What to expect after your dog’s Cruciate Ligament Surgery

  • Your pet will go home at the end of the surgery day
  • Your vet will go through the required aftercare with you during the discharge consultation
  • The first two days might be challenging for your dog as she has to deal with possible discomfort. You may need to assist your dog in going outside to the toilet.
  •  Your pet will soon regain strength and be able to start using the leg within a week. 

 

  • By the second week, the stitches are ready to be removed.
  • From here on, the patient will remain on anti-inflammatories for another two weeks or until your dog can walk comfortably. 

This is an overview of what most of our patients experience and will always ensure that your dog receives the care it requires.

Meet the Surgeons

Dario

Dr. Conesa is has a passion for surgery and internal medicine. Before starting at Hilton Vet, Dario already had much experience with Cruciate Ligament Surgeries but has had the opportunity to do many during his time with us.

Heinrich

Dr Heinrich has a keen interest in orthopedic surgeries such as cruciate repairs and patella locations. Having compleated hundreds of Cruciate Ligament Surgeries, Heinrich’s passion is to make the least invasive surgery with the most effective recovery possible.   

Find out more or book your dog in now.

Our team would love to find out how we can help you. Fill in the form with any questions you may have and a member of the team will be in touch.

Success Stories

Here are two recent cruciate ligament surgeries that we have compleated for Bruce and Keisha. 

Frequently Asked Questions About Cruciate Ligament Surgery For Dogs

Can Senior Dogs Have Cruciate Ligament Surgery?

Yes, Dogs of all ages can have Cruciate Ligament surgery. As dogs age, there may be an increase in the risks associated with the surgery. Any risks associated with the cruciate surgery on your pet would be addressed with you during the consultation.

What Are The Risks Involved With Cruciate Ligament Surgery For My Dog?

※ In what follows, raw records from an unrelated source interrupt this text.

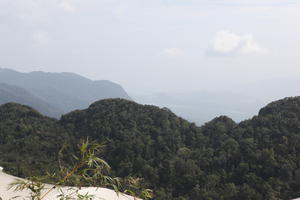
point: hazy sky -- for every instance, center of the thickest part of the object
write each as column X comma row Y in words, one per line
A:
column 154, row 45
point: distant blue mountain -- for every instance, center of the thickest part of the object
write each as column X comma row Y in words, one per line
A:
column 62, row 92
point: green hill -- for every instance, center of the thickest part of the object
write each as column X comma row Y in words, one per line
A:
column 10, row 93
column 257, row 159
column 64, row 91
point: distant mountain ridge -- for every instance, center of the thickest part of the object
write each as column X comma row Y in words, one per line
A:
column 256, row 159
column 64, row 91
column 10, row 93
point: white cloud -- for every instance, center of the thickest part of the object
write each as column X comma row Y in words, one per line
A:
column 172, row 52
column 68, row 5
column 41, row 38
column 227, row 43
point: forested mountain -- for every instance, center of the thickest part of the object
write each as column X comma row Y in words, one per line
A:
column 257, row 159
column 65, row 91
column 10, row 93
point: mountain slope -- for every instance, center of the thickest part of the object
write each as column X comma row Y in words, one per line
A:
column 257, row 159
column 29, row 141
column 66, row 91
column 10, row 93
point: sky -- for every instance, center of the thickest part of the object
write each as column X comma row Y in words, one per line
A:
column 154, row 45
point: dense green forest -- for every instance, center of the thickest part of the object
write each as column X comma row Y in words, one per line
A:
column 257, row 159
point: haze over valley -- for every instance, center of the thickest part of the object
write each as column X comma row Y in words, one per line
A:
column 150, row 100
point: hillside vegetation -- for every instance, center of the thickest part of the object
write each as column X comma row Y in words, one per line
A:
column 257, row 159
column 63, row 91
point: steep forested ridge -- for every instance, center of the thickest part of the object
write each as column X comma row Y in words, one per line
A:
column 255, row 159
column 64, row 91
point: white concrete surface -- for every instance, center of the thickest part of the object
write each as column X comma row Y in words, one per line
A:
column 99, row 193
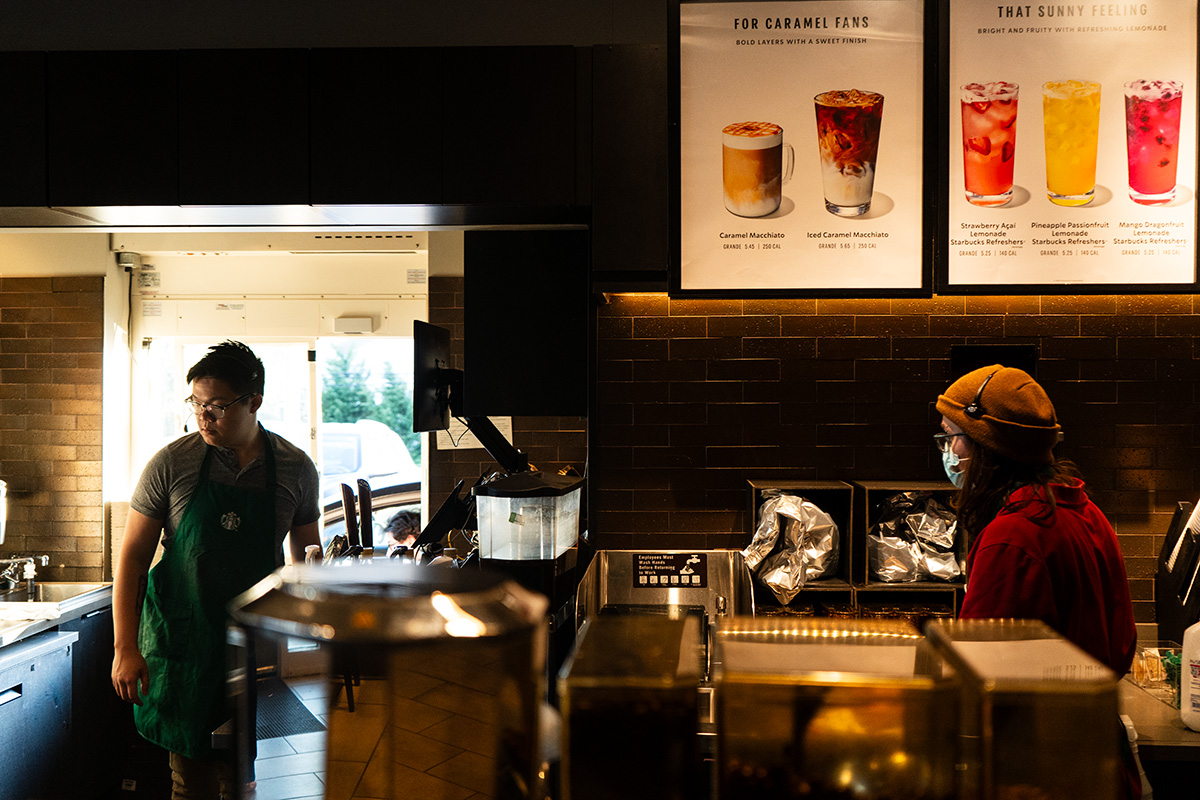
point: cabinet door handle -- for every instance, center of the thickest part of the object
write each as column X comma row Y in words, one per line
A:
column 10, row 695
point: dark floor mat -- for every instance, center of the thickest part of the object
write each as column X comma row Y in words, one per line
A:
column 281, row 714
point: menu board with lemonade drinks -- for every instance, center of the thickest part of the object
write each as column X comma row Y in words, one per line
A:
column 801, row 146
column 1072, row 143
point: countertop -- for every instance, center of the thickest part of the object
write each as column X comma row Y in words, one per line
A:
column 1162, row 735
column 12, row 631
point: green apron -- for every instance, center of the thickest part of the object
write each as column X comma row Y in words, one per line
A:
column 225, row 543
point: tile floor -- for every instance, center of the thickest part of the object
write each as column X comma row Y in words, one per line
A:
column 436, row 749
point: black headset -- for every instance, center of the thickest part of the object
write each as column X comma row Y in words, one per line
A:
column 976, row 410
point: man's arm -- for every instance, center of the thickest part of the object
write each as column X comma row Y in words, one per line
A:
column 300, row 537
column 138, row 547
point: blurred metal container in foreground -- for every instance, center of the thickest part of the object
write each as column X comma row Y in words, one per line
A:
column 1039, row 715
column 629, row 697
column 827, row 708
column 468, row 645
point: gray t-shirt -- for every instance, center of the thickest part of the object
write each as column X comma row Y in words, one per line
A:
column 169, row 477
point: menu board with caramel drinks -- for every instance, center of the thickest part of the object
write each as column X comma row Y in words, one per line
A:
column 801, row 154
column 1072, row 146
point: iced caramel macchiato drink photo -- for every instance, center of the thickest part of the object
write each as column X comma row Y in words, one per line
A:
column 849, row 142
column 755, row 164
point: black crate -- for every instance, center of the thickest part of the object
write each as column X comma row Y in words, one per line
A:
column 837, row 499
column 868, row 500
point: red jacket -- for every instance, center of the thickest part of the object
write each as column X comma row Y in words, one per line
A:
column 1067, row 572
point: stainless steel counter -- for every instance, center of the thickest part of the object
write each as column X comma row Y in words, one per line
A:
column 99, row 595
column 1162, row 735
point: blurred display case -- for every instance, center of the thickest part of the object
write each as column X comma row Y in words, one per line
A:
column 828, row 708
column 1039, row 715
column 629, row 699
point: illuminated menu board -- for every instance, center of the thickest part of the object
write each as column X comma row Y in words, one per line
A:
column 801, row 148
column 1072, row 154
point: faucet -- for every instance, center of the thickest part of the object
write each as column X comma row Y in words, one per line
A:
column 25, row 566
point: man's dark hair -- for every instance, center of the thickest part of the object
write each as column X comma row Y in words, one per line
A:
column 234, row 364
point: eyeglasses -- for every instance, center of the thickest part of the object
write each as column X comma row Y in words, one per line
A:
column 943, row 441
column 214, row 410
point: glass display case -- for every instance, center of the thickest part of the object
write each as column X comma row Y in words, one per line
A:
column 831, row 708
column 1039, row 715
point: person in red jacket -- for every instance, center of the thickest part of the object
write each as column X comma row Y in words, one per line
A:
column 1039, row 548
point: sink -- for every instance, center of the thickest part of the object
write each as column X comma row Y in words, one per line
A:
column 51, row 591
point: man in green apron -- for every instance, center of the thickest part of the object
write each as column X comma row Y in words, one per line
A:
column 222, row 499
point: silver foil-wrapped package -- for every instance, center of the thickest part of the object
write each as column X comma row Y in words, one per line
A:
column 915, row 539
column 795, row 542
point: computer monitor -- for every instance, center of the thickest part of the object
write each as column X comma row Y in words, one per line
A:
column 437, row 396
column 432, row 377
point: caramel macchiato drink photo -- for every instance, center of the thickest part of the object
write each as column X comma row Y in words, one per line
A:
column 755, row 164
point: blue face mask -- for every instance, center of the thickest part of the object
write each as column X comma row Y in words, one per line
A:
column 951, row 462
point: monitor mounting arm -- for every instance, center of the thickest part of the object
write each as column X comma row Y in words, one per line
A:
column 493, row 441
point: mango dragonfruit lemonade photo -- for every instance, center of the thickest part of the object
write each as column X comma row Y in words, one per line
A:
column 1152, row 139
column 989, row 140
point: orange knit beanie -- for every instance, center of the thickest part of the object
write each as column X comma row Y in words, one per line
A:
column 1006, row 410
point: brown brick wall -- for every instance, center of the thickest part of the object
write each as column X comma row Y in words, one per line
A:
column 51, row 354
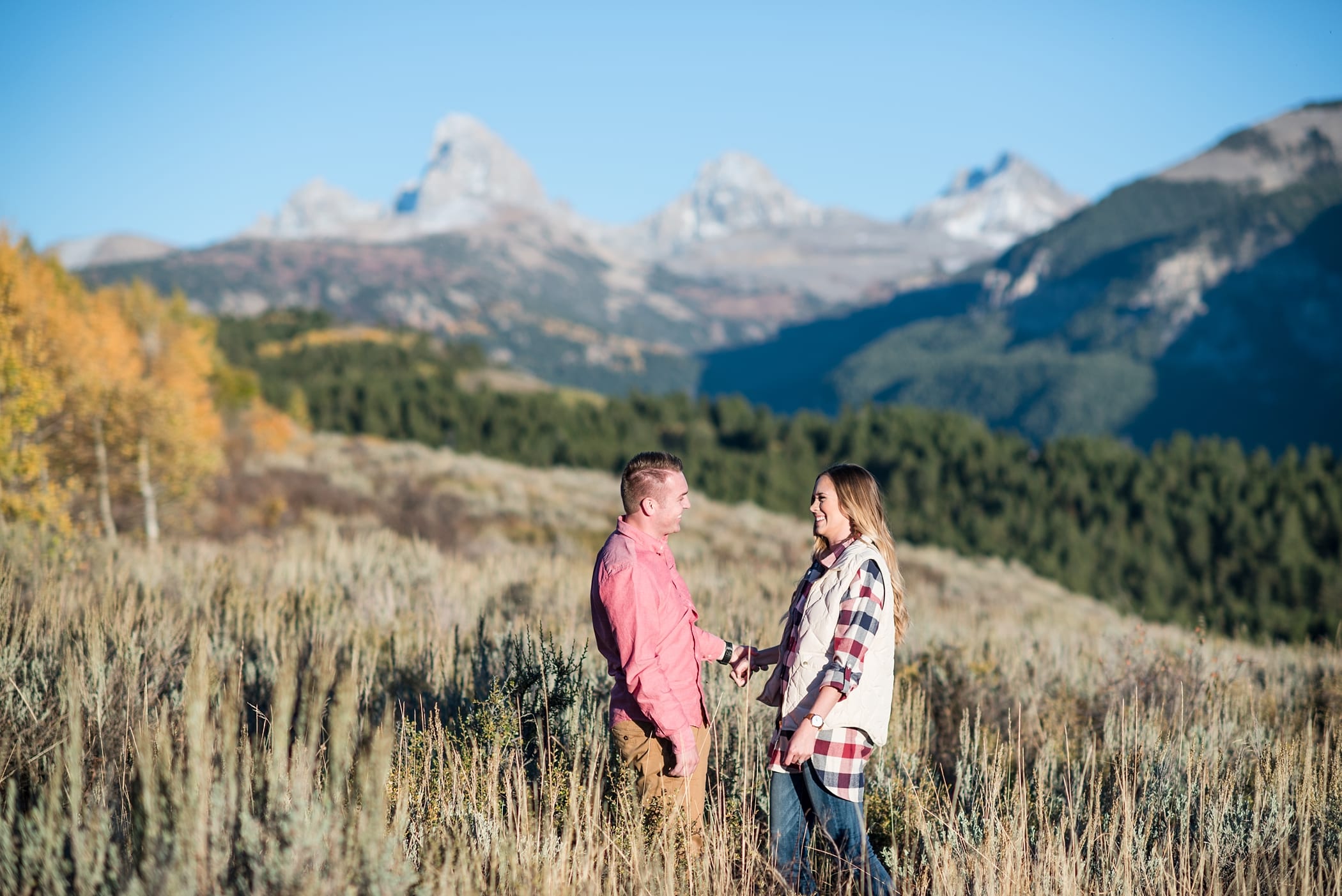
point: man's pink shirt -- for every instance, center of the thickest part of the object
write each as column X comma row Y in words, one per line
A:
column 646, row 630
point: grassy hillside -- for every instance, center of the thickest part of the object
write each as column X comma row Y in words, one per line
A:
column 353, row 691
column 1191, row 532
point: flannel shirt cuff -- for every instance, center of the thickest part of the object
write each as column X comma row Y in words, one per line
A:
column 839, row 677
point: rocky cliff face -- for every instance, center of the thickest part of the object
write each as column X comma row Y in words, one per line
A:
column 732, row 194
column 1203, row 298
column 474, row 249
column 999, row 206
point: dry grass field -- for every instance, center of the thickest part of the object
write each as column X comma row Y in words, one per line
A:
column 368, row 671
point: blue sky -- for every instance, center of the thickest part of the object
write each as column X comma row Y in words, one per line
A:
column 185, row 121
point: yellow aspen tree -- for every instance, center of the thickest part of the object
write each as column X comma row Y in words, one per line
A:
column 30, row 388
column 179, row 431
column 102, row 375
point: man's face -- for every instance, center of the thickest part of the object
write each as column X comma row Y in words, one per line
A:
column 668, row 504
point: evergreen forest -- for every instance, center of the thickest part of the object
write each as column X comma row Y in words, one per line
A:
column 1193, row 532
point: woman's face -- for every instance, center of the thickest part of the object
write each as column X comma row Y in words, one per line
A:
column 831, row 522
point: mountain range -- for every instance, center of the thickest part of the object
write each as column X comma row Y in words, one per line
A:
column 473, row 247
column 1205, row 298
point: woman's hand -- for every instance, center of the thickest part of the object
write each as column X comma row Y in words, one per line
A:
column 801, row 745
column 743, row 663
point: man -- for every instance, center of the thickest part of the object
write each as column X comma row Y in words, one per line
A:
column 646, row 630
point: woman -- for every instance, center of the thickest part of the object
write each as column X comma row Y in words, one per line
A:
column 834, row 681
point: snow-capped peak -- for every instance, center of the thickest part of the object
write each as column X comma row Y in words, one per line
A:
column 734, row 192
column 1000, row 205
column 470, row 172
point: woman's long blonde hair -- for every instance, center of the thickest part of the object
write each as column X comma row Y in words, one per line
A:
column 860, row 500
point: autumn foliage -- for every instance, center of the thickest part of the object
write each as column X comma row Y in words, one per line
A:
column 105, row 396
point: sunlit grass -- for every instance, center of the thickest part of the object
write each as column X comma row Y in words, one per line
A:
column 344, row 709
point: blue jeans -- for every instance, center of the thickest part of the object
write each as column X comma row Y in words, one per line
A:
column 799, row 804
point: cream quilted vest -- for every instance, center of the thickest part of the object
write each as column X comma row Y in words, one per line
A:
column 867, row 706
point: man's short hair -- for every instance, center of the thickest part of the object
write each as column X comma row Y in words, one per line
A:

Pre-existing health problems can put your pet under some risk. For this reason, we do Pre-anaesthetic blood tests to make sure your pet is in good health and does not have any underlying health problems that could put your pet at risk during the procedure.

Complications like infections, swelling or injury of the surgery site is rare but can happen. 

 

Is general anaesthetic Necessary?

Yes, cruciate ligament surgery is a major invasive surgery and anaesthetic is not optional.

What if I Don't Go Ahead With A Surgery?

A cruciate ligament rupture will cause instability in the knee which will lead to arthritis over time. By not doing surgery, the continued instability in the knee very often lead to meniscal cartilage injury, which can be very painful. We highly recommend cruciate ligament surgery for all ruptured cruciate ligaments in dogs.

How long Until My Dog Recovers From Cruciate Ligament Surgery?

Most dogs will be walking within seven days with a slight limp. The limp will slowly disappear over the following weeks. We expect all our patients to be back to full athletic ability within one to six months depending on the severity of the injury.